Bakanlığa göre, oda iki mezar şaftına sahip. Birinde arkeologlar bozulmuş bir lahit ve 21. ve 22. Hanedanlardan kalma kalıntılar buldu. Kalıntılar bir kadın ve iki yetişkin çocuğa aitti. Bakteriyel kemik hastalığı belirtileri ve kemik oyukları barındırıyorlardı.

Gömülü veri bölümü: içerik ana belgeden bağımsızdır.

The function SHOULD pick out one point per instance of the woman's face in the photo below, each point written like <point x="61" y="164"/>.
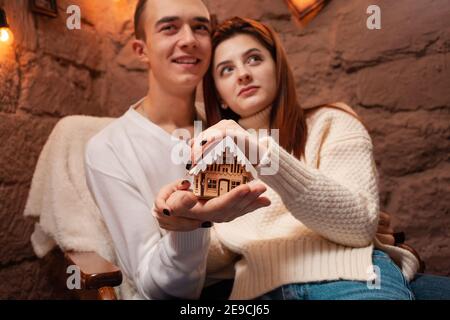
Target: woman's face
<point x="245" y="74"/>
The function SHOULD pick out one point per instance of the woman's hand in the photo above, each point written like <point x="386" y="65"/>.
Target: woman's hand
<point x="220" y="130"/>
<point x="178" y="209"/>
<point x="174" y="195"/>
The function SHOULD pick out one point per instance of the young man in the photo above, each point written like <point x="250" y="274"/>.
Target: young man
<point x="129" y="161"/>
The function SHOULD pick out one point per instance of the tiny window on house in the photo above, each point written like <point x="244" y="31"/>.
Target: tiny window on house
<point x="234" y="184"/>
<point x="212" y="183"/>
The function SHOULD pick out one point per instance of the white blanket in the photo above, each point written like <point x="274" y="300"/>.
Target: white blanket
<point x="59" y="197"/>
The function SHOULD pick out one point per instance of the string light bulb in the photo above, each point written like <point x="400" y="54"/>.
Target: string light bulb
<point x="6" y="36"/>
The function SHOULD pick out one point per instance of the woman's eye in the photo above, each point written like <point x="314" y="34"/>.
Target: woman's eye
<point x="168" y="28"/>
<point x="254" y="59"/>
<point x="226" y="70"/>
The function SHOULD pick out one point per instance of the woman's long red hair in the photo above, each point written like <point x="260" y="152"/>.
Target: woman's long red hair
<point x="286" y="114"/>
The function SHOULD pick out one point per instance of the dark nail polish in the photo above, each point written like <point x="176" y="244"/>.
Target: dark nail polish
<point x="207" y="224"/>
<point x="399" y="237"/>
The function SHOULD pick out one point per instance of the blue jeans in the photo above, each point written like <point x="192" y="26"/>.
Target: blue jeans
<point x="430" y="287"/>
<point x="392" y="286"/>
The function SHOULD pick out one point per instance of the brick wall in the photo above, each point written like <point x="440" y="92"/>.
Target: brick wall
<point x="397" y="78"/>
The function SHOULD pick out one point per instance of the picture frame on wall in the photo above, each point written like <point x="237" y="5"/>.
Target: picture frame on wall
<point x="305" y="10"/>
<point x="45" y="7"/>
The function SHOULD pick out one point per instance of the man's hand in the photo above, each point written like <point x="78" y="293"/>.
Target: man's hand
<point x="178" y="209"/>
<point x="385" y="233"/>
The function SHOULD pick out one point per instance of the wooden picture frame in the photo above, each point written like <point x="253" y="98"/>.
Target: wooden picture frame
<point x="305" y="10"/>
<point x="46" y="7"/>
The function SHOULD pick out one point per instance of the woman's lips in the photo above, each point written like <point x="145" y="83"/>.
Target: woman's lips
<point x="248" y="91"/>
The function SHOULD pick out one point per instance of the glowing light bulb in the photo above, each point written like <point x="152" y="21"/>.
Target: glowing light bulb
<point x="6" y="36"/>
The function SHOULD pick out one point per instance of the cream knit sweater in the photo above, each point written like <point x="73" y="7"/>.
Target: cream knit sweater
<point x="323" y="217"/>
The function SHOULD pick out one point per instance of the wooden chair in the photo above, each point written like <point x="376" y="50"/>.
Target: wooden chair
<point x="98" y="276"/>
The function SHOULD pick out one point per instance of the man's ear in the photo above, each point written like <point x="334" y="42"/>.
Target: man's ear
<point x="140" y="49"/>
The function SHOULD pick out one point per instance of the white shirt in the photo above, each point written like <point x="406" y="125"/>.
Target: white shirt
<point x="127" y="163"/>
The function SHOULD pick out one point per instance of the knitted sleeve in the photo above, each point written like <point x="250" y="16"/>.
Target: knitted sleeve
<point x="339" y="198"/>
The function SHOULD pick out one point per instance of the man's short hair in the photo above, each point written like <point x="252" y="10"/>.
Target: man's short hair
<point x="139" y="27"/>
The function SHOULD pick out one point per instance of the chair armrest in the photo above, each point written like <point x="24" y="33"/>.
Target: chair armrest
<point x="95" y="271"/>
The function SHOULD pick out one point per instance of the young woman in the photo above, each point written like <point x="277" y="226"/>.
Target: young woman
<point x="316" y="239"/>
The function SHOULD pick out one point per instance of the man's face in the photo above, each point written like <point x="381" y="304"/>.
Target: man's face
<point x="178" y="42"/>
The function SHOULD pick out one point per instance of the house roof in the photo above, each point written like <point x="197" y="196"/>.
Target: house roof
<point x="215" y="152"/>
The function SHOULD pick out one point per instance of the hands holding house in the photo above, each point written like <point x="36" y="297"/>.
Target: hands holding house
<point x="177" y="209"/>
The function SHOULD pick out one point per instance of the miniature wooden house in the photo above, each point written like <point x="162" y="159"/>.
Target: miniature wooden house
<point x="222" y="167"/>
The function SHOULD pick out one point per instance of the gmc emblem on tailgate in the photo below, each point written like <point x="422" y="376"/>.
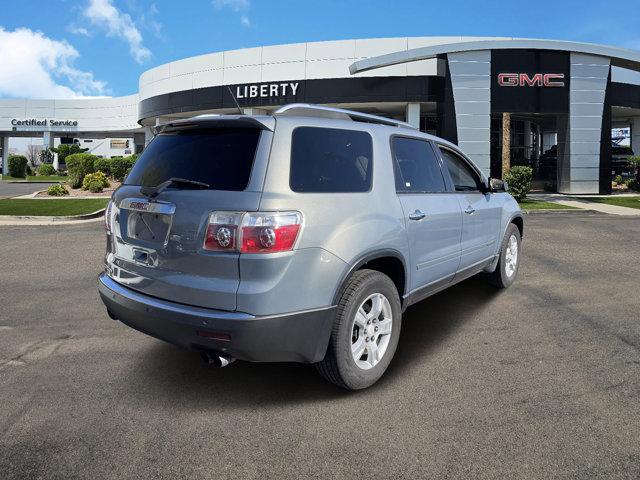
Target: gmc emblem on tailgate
<point x="537" y="80"/>
<point x="139" y="206"/>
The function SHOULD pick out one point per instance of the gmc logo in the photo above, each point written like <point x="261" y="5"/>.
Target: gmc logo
<point x="537" y="80"/>
<point x="139" y="206"/>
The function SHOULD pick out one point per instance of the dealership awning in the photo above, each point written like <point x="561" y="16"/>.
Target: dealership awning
<point x="620" y="57"/>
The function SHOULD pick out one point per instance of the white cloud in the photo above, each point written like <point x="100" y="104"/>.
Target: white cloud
<point x="78" y="30"/>
<point x="238" y="6"/>
<point x="35" y="66"/>
<point x="235" y="5"/>
<point x="103" y="14"/>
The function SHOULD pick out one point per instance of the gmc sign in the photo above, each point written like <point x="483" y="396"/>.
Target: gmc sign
<point x="537" y="80"/>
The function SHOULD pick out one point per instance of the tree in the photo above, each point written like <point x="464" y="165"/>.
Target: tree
<point x="33" y="154"/>
<point x="65" y="150"/>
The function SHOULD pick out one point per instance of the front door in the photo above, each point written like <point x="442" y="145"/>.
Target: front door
<point x="432" y="215"/>
<point x="481" y="215"/>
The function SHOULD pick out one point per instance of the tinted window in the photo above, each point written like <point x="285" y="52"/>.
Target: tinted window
<point x="463" y="176"/>
<point x="222" y="158"/>
<point x="330" y="160"/>
<point x="416" y="166"/>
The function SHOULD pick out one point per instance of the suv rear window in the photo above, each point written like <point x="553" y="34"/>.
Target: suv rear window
<point x="221" y="158"/>
<point x="330" y="160"/>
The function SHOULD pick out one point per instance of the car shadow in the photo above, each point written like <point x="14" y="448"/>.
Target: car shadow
<point x="165" y="373"/>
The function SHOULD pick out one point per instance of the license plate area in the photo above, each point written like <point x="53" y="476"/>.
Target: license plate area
<point x="146" y="223"/>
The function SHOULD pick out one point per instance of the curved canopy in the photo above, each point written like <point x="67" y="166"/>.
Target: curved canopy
<point x="620" y="57"/>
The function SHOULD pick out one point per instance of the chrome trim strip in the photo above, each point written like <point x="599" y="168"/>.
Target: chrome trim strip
<point x="144" y="205"/>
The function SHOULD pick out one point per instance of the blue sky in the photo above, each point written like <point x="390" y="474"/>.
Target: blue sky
<point x="66" y="48"/>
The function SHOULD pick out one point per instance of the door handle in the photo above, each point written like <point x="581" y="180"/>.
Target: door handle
<point x="417" y="215"/>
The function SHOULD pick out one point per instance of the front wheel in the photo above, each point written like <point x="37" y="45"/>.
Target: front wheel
<point x="365" y="332"/>
<point x="507" y="269"/>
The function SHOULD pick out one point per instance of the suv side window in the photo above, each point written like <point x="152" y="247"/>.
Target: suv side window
<point x="416" y="166"/>
<point x="330" y="160"/>
<point x="464" y="177"/>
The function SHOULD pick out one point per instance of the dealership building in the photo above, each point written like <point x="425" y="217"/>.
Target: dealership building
<point x="564" y="98"/>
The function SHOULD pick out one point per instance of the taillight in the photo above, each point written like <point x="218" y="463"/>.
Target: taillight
<point x="270" y="232"/>
<point x="222" y="231"/>
<point x="254" y="232"/>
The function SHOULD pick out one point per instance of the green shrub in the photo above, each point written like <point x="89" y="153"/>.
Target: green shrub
<point x="67" y="149"/>
<point x="519" y="180"/>
<point x="18" y="166"/>
<point x="46" y="155"/>
<point x="103" y="165"/>
<point x="93" y="181"/>
<point x="79" y="165"/>
<point x="57" y="190"/>
<point x="632" y="184"/>
<point x="46" y="169"/>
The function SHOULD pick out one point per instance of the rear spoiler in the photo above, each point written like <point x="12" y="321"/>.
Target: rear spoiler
<point x="217" y="121"/>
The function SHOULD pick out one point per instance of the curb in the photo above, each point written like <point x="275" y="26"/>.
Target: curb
<point x="24" y="219"/>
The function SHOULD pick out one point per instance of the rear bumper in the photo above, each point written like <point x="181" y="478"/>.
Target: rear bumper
<point x="292" y="337"/>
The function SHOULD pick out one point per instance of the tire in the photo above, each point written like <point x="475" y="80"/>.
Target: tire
<point x="356" y="324"/>
<point x="506" y="272"/>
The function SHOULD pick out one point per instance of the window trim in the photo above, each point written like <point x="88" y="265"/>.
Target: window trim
<point x="332" y="128"/>
<point x="395" y="165"/>
<point x="442" y="146"/>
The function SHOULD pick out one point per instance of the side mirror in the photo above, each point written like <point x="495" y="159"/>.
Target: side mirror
<point x="497" y="185"/>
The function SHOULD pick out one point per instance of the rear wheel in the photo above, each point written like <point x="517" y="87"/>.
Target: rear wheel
<point x="365" y="332"/>
<point x="506" y="271"/>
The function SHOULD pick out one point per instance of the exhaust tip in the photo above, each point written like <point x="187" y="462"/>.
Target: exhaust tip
<point x="214" y="359"/>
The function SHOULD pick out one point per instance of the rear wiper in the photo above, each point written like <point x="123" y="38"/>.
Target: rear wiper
<point x="153" y="192"/>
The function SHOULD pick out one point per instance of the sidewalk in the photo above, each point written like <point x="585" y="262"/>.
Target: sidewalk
<point x="583" y="203"/>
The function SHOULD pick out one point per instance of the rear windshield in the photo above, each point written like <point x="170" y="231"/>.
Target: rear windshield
<point x="330" y="160"/>
<point x="221" y="158"/>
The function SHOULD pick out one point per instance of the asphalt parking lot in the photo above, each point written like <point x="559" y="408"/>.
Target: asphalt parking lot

Diğer şaft ise, gömü maskeleri ve kuyumcu ailesini tasvir eden heykeller ile kafatasları açığa çıkarılmış üç bozulmuş mumyayı içeriyor. Kazı lideri Mostafa Waziri, The NewYork Times’tan Nour Yossef’e “Bu mumyaların Amenemhat’a ve ailesine ait olup olmadığından emin değiliz” şeklinde konuştu. “Diğerleri bu mezarı açık bir şekilde yeniden kullandılar ve antik zamanlarda kurcaladılar. Muhtemelen başlarının açılmasının nedeni budur.”

Çevrede daha çok kalıntının bulunduğuna dair göstergeler de var. Bower’ın aktardığına göre, mezar odaları içinde arkeologlar mezarın girişini işaretlemek için kullanılan damgalanmış kil tipinde 50 cenaze külahı buldu. Bu külahların 40’ı, mezarları veya lahitleri henüz bulunmayan dört yetkilinin adını taşıyor. Waziri, Bower’a bu durumu, “Bu iyi bir işaret” şeklinde yorumluyor; “Burayı kazmaya devam edersek, dört mezar daha bulacağımız anlamına geliyor.”

Anlaşılan, kuyumcunun mezarı da benzer ipuçlarını takip ederek keşfedildi. Nisan ayında CNN, Mısırbilimcilerin Userhat isimli bir yargıcın mezarını keşfederek, yeni buluntuların yolunu açtıklarını rapor etmişti.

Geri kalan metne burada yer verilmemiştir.